Finally, ifconfig also allows you to change parameters such as the IP addresses and masks. In
particular, ifconfig is frequently used to shut down an interface. This is roughly equivalent to
disconnecting the interface from the network. To shut down an interface, you use the down option. For
example, ifconfig xl1 down will shut down the interface xl1, and ifconfig xl1 up will bring it back up.
Of course, you must have root privileges to use ifconfig to change configurations.

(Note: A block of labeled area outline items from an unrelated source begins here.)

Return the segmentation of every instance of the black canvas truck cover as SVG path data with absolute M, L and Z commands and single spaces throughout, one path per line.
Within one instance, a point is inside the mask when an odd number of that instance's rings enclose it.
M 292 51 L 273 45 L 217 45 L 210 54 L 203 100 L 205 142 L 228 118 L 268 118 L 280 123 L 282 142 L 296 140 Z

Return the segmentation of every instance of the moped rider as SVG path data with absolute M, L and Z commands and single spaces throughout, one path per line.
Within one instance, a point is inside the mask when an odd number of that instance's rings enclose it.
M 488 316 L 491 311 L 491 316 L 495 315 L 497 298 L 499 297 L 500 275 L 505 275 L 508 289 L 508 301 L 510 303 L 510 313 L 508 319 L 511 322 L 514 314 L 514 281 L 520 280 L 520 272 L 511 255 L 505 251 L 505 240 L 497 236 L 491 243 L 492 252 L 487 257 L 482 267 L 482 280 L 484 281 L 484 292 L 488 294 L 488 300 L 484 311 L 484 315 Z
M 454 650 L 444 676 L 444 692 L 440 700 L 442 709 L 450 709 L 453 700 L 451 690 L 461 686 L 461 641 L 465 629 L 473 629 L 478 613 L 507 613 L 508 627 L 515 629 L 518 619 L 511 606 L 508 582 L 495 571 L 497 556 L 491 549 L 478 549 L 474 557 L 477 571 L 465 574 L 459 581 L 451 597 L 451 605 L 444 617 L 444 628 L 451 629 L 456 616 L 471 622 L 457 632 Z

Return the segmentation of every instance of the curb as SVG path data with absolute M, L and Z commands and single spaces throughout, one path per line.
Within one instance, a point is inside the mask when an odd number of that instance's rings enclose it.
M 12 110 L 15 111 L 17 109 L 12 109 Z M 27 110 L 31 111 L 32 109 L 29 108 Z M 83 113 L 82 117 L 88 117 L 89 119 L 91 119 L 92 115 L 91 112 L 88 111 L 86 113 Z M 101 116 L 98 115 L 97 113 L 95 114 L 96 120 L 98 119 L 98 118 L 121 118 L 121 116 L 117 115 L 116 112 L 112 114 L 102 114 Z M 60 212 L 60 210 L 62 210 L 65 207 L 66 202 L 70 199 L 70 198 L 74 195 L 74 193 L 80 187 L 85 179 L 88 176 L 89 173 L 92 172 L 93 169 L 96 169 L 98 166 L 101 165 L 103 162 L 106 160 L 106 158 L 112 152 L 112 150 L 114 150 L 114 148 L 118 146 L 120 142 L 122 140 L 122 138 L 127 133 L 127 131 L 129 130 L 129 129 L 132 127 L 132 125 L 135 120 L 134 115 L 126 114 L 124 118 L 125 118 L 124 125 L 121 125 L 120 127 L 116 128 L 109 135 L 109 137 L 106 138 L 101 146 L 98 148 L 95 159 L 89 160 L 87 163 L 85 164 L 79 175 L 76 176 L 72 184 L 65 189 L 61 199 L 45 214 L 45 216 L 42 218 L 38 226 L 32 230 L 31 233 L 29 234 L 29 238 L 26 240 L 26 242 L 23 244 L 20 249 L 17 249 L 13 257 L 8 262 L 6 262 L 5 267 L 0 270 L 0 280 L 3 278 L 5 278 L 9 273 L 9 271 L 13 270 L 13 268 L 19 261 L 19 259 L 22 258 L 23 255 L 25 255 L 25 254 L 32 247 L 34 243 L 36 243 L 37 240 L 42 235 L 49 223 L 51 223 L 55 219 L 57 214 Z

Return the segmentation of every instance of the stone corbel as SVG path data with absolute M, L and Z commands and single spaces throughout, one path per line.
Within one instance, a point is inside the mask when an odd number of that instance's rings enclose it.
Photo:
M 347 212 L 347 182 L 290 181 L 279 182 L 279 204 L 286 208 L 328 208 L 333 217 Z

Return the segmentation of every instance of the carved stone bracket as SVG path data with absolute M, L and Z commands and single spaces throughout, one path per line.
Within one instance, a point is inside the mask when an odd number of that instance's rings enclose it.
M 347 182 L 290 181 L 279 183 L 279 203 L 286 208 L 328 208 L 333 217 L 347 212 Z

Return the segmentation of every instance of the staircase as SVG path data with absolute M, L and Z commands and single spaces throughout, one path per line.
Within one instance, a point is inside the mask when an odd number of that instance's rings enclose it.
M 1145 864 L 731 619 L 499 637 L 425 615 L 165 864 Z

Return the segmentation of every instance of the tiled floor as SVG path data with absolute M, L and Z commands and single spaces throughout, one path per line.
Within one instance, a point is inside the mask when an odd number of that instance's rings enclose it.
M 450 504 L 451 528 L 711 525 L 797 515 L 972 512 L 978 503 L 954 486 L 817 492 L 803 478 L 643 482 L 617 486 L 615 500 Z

Since ifconfig is used to configure interfaces, it is typically run automatically by one of the startup
scripts when the system is booted. This is something to look for when you examine startup scripts.
The use of ifconfig is discussed in detail in Craig Hunt's TCP/IP Network Administration.

2.1.6 arp

The ARP table on a system maps network addresses into MAC addresses. Of course, the ARP table
applies only to directly connected devices, i.e., devices on the local network. Remote devices, i.e.,
devices that can be reached only by sending traffic through one or more routers, will not be added to
the ARP table since you can't communicate with them directly. (However, the appropriate router
interface will be added.)




                                                    23
Typically, addresses are added or removed automatically. If your system needs to communicate with
another system on the local network whose MAC address is unknown, your system sends an ARP
request, a broadcast packet with the destination's IP address. If the system is accessible, it will respond
with an ARP reply that includes its MAC address. Your system adds this to its ARP table and then
uses this information to send packets directly to the destination. (A simple way to add an entry for a
directly connected device to the ARP table is to ping the device you want added. ping is discussed in
detail in Chapter 3.) Most systems are configured to drop entries from the ARP table if they aren't
being used, although the length of the timeout varies from system to system.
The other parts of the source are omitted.